Outsourcing the District’s parking meter service cost taxpayers millions of dollars in lost revenue, and more than half of the city’s meters are missing, broken or defaced, according to an internal District of Columbia audit.
Council Member Carol Schwartz said the findings confirmed her suspicions, and she urged new Mayor Adrian Fenty to work on a plan to bring the parking meter functions back in-house.
“This contract is not adequately monitored,” Schwartz said. “The District could do a better job for less money.”
Among the discoveries of the D.C. auditor:
» Privatization cost 33 percent more than had the work been performed in-house.
» Thirty-five percent of the audited meters couldn’t be found or accounted for.
» The District lost about $3.8 million in revenue from meters removed from locations around federal agencies.
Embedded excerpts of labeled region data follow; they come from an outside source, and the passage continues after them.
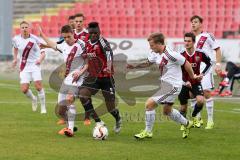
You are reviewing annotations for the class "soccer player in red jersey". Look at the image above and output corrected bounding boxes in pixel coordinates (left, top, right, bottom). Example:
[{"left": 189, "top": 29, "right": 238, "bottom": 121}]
[
  {"left": 178, "top": 33, "right": 211, "bottom": 130},
  {"left": 80, "top": 22, "right": 122, "bottom": 133}
]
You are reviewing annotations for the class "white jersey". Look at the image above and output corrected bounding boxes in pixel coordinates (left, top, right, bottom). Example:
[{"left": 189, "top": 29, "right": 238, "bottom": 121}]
[
  {"left": 56, "top": 40, "right": 85, "bottom": 86},
  {"left": 195, "top": 32, "right": 220, "bottom": 62},
  {"left": 12, "top": 34, "right": 40, "bottom": 72},
  {"left": 148, "top": 46, "right": 185, "bottom": 87}
]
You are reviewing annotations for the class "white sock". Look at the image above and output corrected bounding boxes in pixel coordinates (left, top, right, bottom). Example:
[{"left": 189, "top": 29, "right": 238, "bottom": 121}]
[
  {"left": 25, "top": 89, "right": 36, "bottom": 100},
  {"left": 38, "top": 88, "right": 46, "bottom": 112},
  {"left": 67, "top": 105, "right": 76, "bottom": 131},
  {"left": 145, "top": 110, "right": 156, "bottom": 132},
  {"left": 206, "top": 98, "right": 214, "bottom": 122},
  {"left": 168, "top": 109, "right": 188, "bottom": 126},
  {"left": 190, "top": 98, "right": 201, "bottom": 119}
]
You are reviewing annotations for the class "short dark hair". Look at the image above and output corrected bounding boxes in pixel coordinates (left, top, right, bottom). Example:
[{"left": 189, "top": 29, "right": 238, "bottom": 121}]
[
  {"left": 20, "top": 21, "right": 29, "bottom": 26},
  {"left": 68, "top": 15, "right": 75, "bottom": 20},
  {"left": 190, "top": 15, "right": 203, "bottom": 23},
  {"left": 61, "top": 25, "right": 73, "bottom": 33},
  {"left": 88, "top": 22, "right": 99, "bottom": 28},
  {"left": 184, "top": 32, "right": 196, "bottom": 42},
  {"left": 74, "top": 13, "right": 85, "bottom": 20},
  {"left": 148, "top": 33, "right": 165, "bottom": 45}
]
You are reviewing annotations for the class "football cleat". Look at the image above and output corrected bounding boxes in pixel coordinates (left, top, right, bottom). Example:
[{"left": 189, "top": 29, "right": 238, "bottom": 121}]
[
  {"left": 193, "top": 117, "right": 201, "bottom": 128},
  {"left": 219, "top": 80, "right": 229, "bottom": 87},
  {"left": 113, "top": 118, "right": 122, "bottom": 133},
  {"left": 205, "top": 122, "right": 214, "bottom": 129},
  {"left": 64, "top": 128, "right": 74, "bottom": 137},
  {"left": 182, "top": 121, "right": 193, "bottom": 139},
  {"left": 134, "top": 130, "right": 153, "bottom": 139},
  {"left": 219, "top": 91, "right": 232, "bottom": 97},
  {"left": 83, "top": 118, "right": 91, "bottom": 126},
  {"left": 32, "top": 97, "right": 37, "bottom": 112},
  {"left": 180, "top": 125, "right": 185, "bottom": 131},
  {"left": 58, "top": 128, "right": 67, "bottom": 135},
  {"left": 57, "top": 119, "right": 65, "bottom": 125}
]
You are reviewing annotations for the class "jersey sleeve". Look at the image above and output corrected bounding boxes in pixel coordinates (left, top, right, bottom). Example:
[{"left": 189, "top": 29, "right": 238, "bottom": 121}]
[
  {"left": 148, "top": 52, "right": 156, "bottom": 63},
  {"left": 56, "top": 43, "right": 64, "bottom": 53},
  {"left": 208, "top": 33, "right": 220, "bottom": 49},
  {"left": 12, "top": 37, "right": 18, "bottom": 48},
  {"left": 172, "top": 52, "right": 186, "bottom": 66}
]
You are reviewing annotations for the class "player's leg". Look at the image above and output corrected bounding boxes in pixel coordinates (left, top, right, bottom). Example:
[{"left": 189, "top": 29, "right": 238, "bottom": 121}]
[
  {"left": 100, "top": 78, "right": 122, "bottom": 133},
  {"left": 79, "top": 83, "right": 101, "bottom": 125},
  {"left": 201, "top": 72, "right": 214, "bottom": 129},
  {"left": 178, "top": 86, "right": 190, "bottom": 131},
  {"left": 204, "top": 90, "right": 214, "bottom": 129},
  {"left": 134, "top": 97, "right": 158, "bottom": 139},
  {"left": 64, "top": 92, "right": 76, "bottom": 137},
  {"left": 20, "top": 72, "right": 37, "bottom": 111}
]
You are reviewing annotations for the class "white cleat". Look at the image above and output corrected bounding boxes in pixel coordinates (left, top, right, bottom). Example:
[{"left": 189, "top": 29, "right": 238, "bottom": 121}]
[
  {"left": 113, "top": 118, "right": 122, "bottom": 134},
  {"left": 41, "top": 105, "right": 47, "bottom": 114},
  {"left": 32, "top": 97, "right": 37, "bottom": 112}
]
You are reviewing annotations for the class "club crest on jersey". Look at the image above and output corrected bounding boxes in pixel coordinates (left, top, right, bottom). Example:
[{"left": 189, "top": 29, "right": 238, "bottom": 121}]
[
  {"left": 195, "top": 56, "right": 200, "bottom": 62},
  {"left": 93, "top": 45, "right": 98, "bottom": 50}
]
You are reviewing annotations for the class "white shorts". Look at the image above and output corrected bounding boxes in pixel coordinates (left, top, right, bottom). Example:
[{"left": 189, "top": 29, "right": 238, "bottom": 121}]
[
  {"left": 201, "top": 72, "right": 214, "bottom": 90},
  {"left": 19, "top": 70, "right": 42, "bottom": 84},
  {"left": 151, "top": 81, "right": 182, "bottom": 104}
]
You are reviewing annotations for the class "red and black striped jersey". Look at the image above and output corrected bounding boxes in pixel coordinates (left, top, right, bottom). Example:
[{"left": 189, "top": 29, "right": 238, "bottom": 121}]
[
  {"left": 84, "top": 38, "right": 114, "bottom": 77},
  {"left": 181, "top": 50, "right": 212, "bottom": 84}
]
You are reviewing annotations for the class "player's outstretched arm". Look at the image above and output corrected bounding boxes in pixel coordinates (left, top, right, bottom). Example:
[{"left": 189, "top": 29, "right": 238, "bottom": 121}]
[
  {"left": 36, "top": 51, "right": 46, "bottom": 65},
  {"left": 12, "top": 47, "right": 18, "bottom": 68},
  {"left": 215, "top": 48, "right": 222, "bottom": 72},
  {"left": 127, "top": 60, "right": 153, "bottom": 69},
  {"left": 38, "top": 26, "right": 57, "bottom": 50},
  {"left": 184, "top": 60, "right": 196, "bottom": 79}
]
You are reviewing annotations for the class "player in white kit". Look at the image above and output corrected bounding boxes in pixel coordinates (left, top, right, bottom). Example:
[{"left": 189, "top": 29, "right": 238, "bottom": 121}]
[
  {"left": 12, "top": 21, "right": 47, "bottom": 114},
  {"left": 127, "top": 33, "right": 201, "bottom": 139},
  {"left": 191, "top": 15, "right": 222, "bottom": 129},
  {"left": 40, "top": 25, "right": 88, "bottom": 137}
]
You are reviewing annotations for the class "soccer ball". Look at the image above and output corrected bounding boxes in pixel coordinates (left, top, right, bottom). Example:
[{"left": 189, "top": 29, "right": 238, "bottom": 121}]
[{"left": 93, "top": 125, "right": 108, "bottom": 140}]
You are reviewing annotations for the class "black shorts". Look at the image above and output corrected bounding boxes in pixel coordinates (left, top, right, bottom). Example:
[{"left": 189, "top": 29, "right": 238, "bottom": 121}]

Council Member Jim Graham, chairman of the public works committee, said he was troubled by the audit’s findings. The duties were handed over to the private sector in the 1990s because the District couldn’t maintain the duties, Graham said.
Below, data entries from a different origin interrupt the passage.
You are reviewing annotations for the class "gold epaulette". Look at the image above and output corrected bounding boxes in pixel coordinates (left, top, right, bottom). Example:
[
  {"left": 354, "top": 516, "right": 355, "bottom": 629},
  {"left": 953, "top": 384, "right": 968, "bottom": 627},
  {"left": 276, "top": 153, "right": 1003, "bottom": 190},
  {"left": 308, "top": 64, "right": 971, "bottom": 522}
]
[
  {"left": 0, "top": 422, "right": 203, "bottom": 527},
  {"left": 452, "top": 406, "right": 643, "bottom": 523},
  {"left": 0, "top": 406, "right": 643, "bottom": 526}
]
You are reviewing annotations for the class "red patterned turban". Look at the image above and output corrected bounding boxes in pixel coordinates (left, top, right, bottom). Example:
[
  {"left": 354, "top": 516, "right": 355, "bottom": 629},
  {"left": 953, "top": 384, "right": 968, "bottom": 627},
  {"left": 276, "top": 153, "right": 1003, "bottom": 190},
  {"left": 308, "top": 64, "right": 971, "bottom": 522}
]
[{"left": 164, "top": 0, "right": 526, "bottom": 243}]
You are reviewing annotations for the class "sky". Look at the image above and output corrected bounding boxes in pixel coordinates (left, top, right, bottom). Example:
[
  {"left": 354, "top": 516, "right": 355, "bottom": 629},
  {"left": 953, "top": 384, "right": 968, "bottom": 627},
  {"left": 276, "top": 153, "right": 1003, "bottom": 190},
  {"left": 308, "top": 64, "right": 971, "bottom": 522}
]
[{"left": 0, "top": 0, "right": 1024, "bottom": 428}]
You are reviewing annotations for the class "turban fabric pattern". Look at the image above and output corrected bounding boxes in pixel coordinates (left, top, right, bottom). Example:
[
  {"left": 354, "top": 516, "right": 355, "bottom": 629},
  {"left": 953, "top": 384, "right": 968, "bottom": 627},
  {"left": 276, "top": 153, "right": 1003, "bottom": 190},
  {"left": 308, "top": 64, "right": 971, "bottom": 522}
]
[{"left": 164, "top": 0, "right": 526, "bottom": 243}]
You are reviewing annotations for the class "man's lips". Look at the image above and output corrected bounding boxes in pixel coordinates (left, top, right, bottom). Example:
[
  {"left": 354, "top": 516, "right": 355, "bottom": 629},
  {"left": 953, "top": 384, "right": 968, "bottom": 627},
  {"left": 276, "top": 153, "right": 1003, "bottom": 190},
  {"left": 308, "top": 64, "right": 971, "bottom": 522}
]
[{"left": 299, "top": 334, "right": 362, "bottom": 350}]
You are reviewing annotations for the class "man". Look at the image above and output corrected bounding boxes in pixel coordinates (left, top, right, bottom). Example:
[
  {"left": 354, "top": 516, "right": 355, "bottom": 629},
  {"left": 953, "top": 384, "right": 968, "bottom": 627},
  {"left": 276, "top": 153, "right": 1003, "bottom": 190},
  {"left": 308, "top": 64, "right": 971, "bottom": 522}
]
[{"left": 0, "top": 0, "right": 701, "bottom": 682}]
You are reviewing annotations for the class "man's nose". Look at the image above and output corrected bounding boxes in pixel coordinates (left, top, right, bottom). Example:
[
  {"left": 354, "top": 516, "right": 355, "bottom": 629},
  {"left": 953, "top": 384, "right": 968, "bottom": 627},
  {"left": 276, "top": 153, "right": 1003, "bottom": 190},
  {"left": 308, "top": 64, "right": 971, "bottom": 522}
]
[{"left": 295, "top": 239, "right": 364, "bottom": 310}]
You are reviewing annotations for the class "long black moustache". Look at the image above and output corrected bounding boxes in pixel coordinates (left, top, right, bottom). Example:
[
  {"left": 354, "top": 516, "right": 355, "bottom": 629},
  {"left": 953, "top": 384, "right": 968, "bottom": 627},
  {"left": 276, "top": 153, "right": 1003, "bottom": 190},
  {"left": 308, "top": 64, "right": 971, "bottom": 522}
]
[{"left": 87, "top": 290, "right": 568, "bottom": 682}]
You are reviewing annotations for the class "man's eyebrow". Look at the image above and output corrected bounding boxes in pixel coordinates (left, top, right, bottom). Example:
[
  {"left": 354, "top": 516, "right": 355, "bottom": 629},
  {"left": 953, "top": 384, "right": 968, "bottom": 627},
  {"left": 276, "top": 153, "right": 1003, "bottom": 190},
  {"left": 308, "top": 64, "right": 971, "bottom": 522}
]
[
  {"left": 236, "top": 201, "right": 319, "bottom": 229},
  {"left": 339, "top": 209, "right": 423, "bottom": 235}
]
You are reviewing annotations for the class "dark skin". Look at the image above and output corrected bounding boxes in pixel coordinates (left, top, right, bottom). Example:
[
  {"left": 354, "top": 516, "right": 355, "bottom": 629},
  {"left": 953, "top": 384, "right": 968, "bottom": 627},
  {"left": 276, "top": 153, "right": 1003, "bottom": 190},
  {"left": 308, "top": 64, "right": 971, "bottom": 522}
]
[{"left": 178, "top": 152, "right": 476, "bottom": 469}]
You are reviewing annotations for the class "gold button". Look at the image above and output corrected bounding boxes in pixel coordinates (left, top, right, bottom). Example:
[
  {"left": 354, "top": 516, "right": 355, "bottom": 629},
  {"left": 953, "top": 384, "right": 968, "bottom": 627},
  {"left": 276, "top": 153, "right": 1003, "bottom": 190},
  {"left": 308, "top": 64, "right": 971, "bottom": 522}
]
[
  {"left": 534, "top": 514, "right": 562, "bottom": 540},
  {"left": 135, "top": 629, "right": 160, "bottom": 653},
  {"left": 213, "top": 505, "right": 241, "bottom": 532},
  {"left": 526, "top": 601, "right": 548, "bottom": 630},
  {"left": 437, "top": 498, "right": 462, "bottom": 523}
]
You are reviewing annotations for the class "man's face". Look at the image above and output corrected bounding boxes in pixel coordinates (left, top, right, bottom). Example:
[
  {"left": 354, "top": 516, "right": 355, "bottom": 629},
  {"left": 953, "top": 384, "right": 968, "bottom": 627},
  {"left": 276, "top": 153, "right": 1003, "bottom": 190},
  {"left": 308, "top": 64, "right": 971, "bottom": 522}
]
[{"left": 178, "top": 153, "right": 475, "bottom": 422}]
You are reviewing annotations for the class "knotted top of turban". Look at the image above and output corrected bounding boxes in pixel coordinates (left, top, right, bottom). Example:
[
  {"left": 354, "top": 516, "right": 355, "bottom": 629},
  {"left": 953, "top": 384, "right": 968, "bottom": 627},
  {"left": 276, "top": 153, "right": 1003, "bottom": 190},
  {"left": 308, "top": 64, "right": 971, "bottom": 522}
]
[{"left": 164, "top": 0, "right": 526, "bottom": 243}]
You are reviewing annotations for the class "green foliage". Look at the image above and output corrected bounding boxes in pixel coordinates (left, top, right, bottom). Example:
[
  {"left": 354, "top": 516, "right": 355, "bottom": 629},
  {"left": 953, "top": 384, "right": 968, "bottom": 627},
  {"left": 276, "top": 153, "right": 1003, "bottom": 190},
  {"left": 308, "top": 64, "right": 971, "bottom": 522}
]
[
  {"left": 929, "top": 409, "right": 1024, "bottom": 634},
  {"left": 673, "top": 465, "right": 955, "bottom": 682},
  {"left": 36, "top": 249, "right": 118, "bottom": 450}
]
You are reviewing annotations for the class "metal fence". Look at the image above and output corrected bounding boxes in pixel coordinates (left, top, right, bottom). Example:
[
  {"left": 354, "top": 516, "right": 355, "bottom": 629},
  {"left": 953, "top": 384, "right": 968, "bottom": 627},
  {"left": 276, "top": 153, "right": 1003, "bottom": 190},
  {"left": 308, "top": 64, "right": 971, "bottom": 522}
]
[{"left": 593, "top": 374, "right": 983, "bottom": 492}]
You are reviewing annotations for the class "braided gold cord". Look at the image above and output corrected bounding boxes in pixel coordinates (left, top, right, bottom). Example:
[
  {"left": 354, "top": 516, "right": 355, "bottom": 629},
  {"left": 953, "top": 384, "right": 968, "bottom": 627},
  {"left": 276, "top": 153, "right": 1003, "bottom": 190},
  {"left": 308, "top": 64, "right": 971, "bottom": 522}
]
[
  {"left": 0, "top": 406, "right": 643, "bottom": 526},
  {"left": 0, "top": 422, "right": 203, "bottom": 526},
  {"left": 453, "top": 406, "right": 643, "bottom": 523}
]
He said the District is much more efficient than it was 10 years ago, and he would consider looking at reclaiming the parking meter program. “This is a different government,” he said. “This government could do it.”
D.C. Department of Transportation Acting Director Emeka Moneme said in a written response that he takes the findings of the audit seriously, but that it overstates the amount of revenue the city would have earned without privatization.
The audit looked at the city’s contract with Dallas-based Affiliated Computer Services from 1999 to 2005 and found that privatization cost the city about $2.2 million more than it would have if District employees performed the job..
Although the District’s 16,500 parking meters generate valuable revenue, the auditor found that DDOT failed to maintain a usable inventory.
DDOT managers could not find 670 of the 1,906 meters that the auditors asked to sample.
Six meters had the same identification number and collected revenue, although the auditor couldn’t determine whether the money ever reached the District’s coffers.
ACS repeatedly failed to repair parking meters in time, but the District continued to issue tickets on the broken meters, undermining the credibility of the District and “unfairly shift[ing] the cost, impact and liability for poor contractor performance and inept contract administration … to parking patrons,” the report said.
The audit also found that the District lost nearly $4 million in revenues after DDOT removed more than 2,000 parking meters from around federal buildings without obtaining an agreement with the federal agencies who asked for the meters’ removal.
The parking spaces were removed after the Sept. 11 terrorist attacks and Oklahoma City bombings. The agencies have cited national security concerns to avoid paying for the lost spaces, according to Moneme’s response.